Last month I remember reading this documentary was going to be released in the first days of February, and I was hoping for a nice presentation about the simulation argument and maybe even learn something new about it.
The simulation argument is about the possibility of our reality being an advanced computer simulation. Who created this hypothetical simulation is irrelevant, but future humans or maybe humans past the point of a technological singularity are usually the main choice. Let's face it, if we could simulate civilizations from our past we would do it gladly, and even right now we have something resembling simulations in the form of videogames.
I was hoping to find a documentary entertaining for the intellectually curious but soon enough this is what the documentary presents to the viewer:
Most of the people talking in this documentary weren't highly knowledgeable about it, they hid their faces with childish and ridiculously monster looks, and most of the things they said were anecdotal personal experiences that have little value to a viewer wanting to learn about this topic.
The documentary includes short clips from Elon Musk, Neil deGrasse Tyson, and a few others talking about the simulation argument but these usually lasted for a few seconds and were only included to show the viewer that reputable individuals accept this theory as a possibility. In the case of Elon Musk, he believes we are actually living in a simulation and has talked about it several times.
The best parts of the documentary for me were clips of a talk from Philip K. Dick where he talks about his believes in alternative realities and how he thinks he obtained access to visions that came from another reality which inspired several of his stories. I later learned this popular author suffered from drug addictions and mental problems which is something I didn't know about him. He didn't specifically talk about living in a simulation in the clips included in the documentary though.
If you are interested in learning more about this topic you should visit this website with a lot of documents and studies about it: https://www.simulation-argument.com/. Have in mind this theory has also been considered by resourceful institutions such as Bank of America and they gave it a 20 to 50% chance. It seems like the simulation theory is getting more and more common as time goes on.
I would also like to mention something that is almost never commented on. There is a similarity between inexplicable or at least hard to understand events involving quantum physics and the well-known mechanic of how videogame worlds work. A videogame renders the world according to what the player is seeing on the screen, the complete world isn't rendered 100% all the time because it would consume too many resources so only what we see on the screen is rendered. Basically, the player/viewer determines what is rendered, what he doesn't see exists in a sort of suspended state.

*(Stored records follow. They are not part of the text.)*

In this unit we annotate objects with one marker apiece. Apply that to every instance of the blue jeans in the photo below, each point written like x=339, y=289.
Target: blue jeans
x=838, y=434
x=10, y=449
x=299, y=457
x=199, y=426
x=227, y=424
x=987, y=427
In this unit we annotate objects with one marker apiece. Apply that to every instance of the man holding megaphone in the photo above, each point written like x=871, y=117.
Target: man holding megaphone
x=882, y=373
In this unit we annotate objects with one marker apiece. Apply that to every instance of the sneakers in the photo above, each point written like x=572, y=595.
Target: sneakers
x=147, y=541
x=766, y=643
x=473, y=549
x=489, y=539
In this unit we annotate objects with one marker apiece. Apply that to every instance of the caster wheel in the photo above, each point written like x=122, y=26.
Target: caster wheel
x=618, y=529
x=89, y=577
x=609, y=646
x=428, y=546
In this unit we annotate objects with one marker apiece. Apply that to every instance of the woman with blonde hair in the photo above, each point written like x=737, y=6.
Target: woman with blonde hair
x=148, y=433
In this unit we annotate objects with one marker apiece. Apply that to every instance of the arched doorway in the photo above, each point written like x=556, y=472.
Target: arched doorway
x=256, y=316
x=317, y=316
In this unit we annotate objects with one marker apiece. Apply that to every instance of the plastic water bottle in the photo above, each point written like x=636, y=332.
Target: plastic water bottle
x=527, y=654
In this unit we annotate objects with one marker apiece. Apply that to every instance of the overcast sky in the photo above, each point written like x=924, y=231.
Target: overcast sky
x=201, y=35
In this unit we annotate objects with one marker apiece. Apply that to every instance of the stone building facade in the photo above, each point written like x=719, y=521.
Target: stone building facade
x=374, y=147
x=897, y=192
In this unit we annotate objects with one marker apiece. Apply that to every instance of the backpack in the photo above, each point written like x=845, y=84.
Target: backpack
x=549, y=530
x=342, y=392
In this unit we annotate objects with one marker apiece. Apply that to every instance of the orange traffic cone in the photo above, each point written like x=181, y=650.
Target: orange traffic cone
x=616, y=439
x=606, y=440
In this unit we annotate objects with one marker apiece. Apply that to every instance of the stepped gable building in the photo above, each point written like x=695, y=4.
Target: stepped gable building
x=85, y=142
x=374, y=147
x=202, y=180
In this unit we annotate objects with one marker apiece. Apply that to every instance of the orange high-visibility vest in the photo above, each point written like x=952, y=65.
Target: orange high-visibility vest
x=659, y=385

In quantum physics, something similar happens in a popular experiment called double-slit experiment where the mere act of observing a quantum object determines its nature as a particle or as a wave. If the quantum object isn't observed both possibilities exist. It is the act of observing that sort of renders its nature. Therefore, the similarity is that in both videogames and quantum physics the mere act of observing something forces reality to load more information about what the viewer is observing.
Finally, I don't recommend watching this documentary even if you are interested in the topic. I would recommend instead reading a few documents from the website I mentioned a few paragraphs above, and maybe check some Youtube videos where the theory is properly explained.
- It provided me with new info about Philip K. Dick that I didn't know of.
- The main speakers looked like silly videogame characters and they shared too many pointless personal anecdotes.
- The most interesting parts about the simulation argument were clips from old videos and not original content from the documentary.